Lights Display or Illuminations
When the day ends and way after the sun sets, the temperature drops to an even more freezing point.
By this time, lights display or illuminations start to bright up the whole surroundings at every inch in the event grounds.
The Yokote Kamakura Winter Festival also has what they call the Kamakura Illumination. This is set by the Yokote River after the sunset. This festival specifically lights up over 100 small snow lanterns and line them up around the snow.
The Zao Snow Monster Festival also lights up the snow monsters. Snow monsters are what they call the trees that are covered in snow.
The silhouette and their caricature makes them look like monsters at a glance. So, if you want to be thrilled as you walk along the snowy grounds, just check out the Zao Snow Festival.
Every winter, icicyle typically forms out of a subsequent result of subfreezing temperature and a little sunshine. Japan was imaginative enough to make a festival out of a natural phenomenon such as this.
The Icicles of Misotsuchi is located in the Chichibu area in the west part of Saitama prefecture. Chichibu is famous for its natural resources and great environment. It attracts a number of tourists all year round for activities such as hiking and camping during the Spring and Summer seasons.
But when the winter season comes, the mountains of Chichibu is the best nesting place of the most spectacular icicles. Visitors can go down there and enjoy the awe-striking view.

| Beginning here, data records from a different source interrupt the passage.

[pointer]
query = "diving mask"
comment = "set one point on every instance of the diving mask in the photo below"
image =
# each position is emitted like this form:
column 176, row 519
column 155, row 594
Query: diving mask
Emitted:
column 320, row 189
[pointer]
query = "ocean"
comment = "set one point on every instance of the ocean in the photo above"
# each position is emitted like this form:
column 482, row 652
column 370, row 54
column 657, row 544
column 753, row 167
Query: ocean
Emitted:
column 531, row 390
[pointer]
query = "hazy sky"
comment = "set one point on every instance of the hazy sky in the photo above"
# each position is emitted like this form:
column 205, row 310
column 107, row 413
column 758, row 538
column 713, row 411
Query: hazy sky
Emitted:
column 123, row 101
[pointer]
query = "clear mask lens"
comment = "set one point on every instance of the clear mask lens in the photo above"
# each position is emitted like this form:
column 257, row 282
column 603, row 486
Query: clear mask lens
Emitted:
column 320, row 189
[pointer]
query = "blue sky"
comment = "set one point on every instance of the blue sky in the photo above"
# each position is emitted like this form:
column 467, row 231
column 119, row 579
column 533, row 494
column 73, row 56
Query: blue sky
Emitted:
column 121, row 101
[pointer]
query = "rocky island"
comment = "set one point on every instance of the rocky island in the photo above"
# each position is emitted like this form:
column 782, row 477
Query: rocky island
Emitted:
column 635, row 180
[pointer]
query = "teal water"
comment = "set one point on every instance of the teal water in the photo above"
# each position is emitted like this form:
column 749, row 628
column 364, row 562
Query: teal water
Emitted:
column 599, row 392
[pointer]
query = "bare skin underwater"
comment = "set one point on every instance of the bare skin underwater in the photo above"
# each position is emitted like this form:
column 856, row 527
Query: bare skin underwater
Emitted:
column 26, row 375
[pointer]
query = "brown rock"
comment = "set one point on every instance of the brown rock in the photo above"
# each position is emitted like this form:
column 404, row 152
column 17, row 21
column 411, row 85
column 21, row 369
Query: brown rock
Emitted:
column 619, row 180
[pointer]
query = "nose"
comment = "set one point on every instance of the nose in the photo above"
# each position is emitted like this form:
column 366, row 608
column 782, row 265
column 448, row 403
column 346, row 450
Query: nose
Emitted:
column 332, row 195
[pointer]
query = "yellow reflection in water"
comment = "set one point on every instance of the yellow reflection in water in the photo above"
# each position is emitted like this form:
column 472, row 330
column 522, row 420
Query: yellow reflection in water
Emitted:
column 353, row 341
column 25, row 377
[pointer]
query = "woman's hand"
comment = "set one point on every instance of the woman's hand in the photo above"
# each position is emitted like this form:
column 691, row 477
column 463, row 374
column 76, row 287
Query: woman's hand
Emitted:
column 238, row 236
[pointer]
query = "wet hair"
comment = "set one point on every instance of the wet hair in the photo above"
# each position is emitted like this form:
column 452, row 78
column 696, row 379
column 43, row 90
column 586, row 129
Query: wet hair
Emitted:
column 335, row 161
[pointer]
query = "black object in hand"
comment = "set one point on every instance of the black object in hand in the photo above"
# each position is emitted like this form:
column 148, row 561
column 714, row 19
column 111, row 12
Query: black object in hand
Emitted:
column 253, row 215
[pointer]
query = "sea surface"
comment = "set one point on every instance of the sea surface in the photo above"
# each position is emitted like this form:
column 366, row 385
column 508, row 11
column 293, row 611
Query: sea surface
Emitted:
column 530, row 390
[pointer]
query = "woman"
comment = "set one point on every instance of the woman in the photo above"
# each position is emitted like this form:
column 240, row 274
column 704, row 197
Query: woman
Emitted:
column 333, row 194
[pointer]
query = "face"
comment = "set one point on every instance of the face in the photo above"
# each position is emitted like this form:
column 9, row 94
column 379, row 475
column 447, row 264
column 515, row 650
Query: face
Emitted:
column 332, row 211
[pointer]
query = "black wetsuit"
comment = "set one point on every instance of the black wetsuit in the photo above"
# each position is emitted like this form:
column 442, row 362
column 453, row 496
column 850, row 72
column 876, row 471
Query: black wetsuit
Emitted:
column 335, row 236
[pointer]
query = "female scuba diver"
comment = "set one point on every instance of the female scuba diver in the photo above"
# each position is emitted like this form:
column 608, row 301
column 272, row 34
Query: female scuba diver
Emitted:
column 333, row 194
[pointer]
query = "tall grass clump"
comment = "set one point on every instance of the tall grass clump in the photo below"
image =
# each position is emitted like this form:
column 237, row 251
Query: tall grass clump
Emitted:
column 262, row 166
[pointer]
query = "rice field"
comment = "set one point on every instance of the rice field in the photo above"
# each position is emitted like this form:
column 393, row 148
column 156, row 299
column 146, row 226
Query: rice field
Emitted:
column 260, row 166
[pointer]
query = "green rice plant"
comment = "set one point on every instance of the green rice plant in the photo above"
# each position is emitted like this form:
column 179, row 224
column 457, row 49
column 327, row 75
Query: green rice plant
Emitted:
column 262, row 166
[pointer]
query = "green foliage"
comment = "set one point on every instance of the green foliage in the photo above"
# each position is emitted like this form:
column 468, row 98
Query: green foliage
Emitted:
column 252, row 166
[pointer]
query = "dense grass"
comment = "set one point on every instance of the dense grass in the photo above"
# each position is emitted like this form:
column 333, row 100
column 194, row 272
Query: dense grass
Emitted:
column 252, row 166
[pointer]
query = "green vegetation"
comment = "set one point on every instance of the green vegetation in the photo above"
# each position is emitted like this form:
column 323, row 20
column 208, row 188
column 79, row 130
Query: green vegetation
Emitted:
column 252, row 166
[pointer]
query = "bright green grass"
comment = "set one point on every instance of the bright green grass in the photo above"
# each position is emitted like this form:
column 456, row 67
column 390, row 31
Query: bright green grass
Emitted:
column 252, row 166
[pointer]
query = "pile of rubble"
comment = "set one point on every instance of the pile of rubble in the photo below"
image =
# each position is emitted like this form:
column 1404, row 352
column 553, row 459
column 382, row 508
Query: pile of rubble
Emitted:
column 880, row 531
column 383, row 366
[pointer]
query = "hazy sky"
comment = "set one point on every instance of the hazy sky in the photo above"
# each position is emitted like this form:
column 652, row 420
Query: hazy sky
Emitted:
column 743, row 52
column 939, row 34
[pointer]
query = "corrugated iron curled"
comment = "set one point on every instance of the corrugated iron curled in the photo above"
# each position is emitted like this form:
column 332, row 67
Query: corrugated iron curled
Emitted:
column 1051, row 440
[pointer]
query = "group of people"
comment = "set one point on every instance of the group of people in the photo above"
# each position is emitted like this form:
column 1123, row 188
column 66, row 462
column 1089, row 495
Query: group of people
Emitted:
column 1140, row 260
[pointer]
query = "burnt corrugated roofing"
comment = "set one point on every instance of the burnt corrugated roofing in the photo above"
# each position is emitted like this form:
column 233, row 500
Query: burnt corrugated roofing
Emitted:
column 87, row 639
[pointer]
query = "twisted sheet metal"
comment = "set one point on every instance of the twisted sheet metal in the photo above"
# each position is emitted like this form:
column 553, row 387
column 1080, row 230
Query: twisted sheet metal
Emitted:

Winter Festival is the best way to flaunt your fashion expertise. You don’t always wear your parkas and puffy jackets all the time, but when you do might as well make it stylish.
The easiest clothes to pull off and put together are usually jackets, hoodies, and coats. You can make your outfits kawaii by putting on an ensemble that's suitable for the cold and freezing weather using this article of clothing.